This is the final project of the Udacity Azure ML Nanodegree.
In this project, we will create two models on the 'IBM HR Analytics Employee Attrition & Performance' dataset: One using Automated ML (denoted as AutoML from now on) and one customized model whose hyperparameters are tuned using HyperDrive. We will then compare the performance of both the models and deploy the best performing model.
Attrition has always been a major concern in any organization. The IBM HR Attrition Case Study is a fictional dataset that aims to identify important factors that might be influential in determining which employee might leave the firm and who may not.
- Age
- Attrition
- BusinessTravel
- DailyRate
- Department
- DistanceFromHome
- Education
- EducationField
- EmployeeCount
- EmployeeNumber
- EnvironmentSatisfaction
- Gender
- HourlyRate
- JobInvolvement
- JobLevel
- JobRole
- JobSatisfaction
- MaritalStatus
- MonthlyIncome
- MonthlyRate
- NumCompaniesWorked
- Over18
- OverTime
- PercentSalaryHike
- PerformanceRating
- RelationshipSatisfaction
- StandardHours
- StockOptionLevel
- TotalWorkingYears
- TrainingTimesLastYear
- WorkLifeBalance
- YearsAtCompany
- YearsInCurrentRole
- YearsSinceLastPromotion
- YearsWithCurrManager
The Dataset consists of 35 columns, through which we aim to predict whether an employee will leave the job or not.
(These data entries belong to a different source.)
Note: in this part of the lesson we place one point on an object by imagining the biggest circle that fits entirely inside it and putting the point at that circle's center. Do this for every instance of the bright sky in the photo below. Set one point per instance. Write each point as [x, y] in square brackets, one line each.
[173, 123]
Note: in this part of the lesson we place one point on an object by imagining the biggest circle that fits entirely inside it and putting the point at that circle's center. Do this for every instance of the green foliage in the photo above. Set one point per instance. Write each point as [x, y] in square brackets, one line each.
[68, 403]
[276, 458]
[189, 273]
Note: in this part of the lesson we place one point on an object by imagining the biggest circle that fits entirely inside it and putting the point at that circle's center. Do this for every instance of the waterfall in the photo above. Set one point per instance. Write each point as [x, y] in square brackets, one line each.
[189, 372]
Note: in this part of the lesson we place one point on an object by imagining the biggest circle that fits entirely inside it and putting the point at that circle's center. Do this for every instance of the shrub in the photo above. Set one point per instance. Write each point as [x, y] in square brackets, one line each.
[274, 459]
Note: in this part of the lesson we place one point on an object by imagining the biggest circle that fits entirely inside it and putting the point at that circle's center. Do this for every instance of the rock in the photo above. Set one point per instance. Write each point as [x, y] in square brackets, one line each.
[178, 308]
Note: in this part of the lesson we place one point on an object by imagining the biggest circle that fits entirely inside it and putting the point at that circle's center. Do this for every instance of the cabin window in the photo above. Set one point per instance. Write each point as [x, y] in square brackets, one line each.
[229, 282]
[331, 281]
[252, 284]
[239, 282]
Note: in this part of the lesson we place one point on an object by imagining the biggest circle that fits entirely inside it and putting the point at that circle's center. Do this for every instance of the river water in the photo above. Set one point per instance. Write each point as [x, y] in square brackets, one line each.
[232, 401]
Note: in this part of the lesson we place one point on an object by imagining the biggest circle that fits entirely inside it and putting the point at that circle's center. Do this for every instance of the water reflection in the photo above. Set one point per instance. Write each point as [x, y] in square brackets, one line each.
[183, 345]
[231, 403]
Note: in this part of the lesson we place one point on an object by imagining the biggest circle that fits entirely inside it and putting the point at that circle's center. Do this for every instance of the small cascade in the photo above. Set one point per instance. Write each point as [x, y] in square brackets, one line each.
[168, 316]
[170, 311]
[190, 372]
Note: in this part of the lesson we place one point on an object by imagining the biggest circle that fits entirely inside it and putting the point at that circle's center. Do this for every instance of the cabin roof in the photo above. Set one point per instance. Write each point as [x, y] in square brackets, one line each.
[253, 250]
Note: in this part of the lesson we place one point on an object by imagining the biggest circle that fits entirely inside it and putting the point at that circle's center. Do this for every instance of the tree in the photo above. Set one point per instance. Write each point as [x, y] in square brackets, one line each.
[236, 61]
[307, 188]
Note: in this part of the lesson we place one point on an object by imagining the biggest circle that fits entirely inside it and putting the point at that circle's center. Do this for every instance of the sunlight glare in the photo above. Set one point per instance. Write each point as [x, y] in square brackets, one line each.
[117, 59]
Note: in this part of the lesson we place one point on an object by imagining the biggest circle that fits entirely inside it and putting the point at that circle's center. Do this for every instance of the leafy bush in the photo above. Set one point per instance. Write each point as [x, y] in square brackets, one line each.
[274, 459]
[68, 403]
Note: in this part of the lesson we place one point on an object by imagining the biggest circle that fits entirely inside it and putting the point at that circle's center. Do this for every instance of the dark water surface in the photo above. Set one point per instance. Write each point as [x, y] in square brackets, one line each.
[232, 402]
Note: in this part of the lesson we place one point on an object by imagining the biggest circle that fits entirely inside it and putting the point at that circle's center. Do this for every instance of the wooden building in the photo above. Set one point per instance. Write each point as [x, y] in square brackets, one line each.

This is a binary classification problem, where the outcome 'Attrition' will either be 'true' or 'false'. In this experiment, we will be using HyperDrive and AutoML to find the best prediction for the given Dataset. We will then deploy the model with the best prediction and interact with the deployment.
The dataset is available on Kaggle as 'IBM HR Analytics Employee Attrition & Performance' dataset, but for this project, the dataset has been uploaded onto GitHub and is accessed through the following URI: 'https://raw.githubusercontent.com/manas-v/Capstone-Project-Azure-Machine-Learning-Engineer/main/WA_Fn-UseC_-HR-Employee-Attrition.csv'
We then use Tabular Dataset Factory's Dataset.Tabular.from_delimited_files()
to get the data from the url and save it to the datastore by using dataset.register()
AutoML or Automated ML is the process of automating the task of machine learning model development. Using this feature, you can predict the best ML model, and its hyperparameters suited for your problem statement.
This is a binary classification problem with the label column 'Attrition' having output as 'true' or 'false'. The experiment timeout is 20 mins, a maximum of 5 concurrent iterations take place together, the primary metric for the run is AUC_weighted.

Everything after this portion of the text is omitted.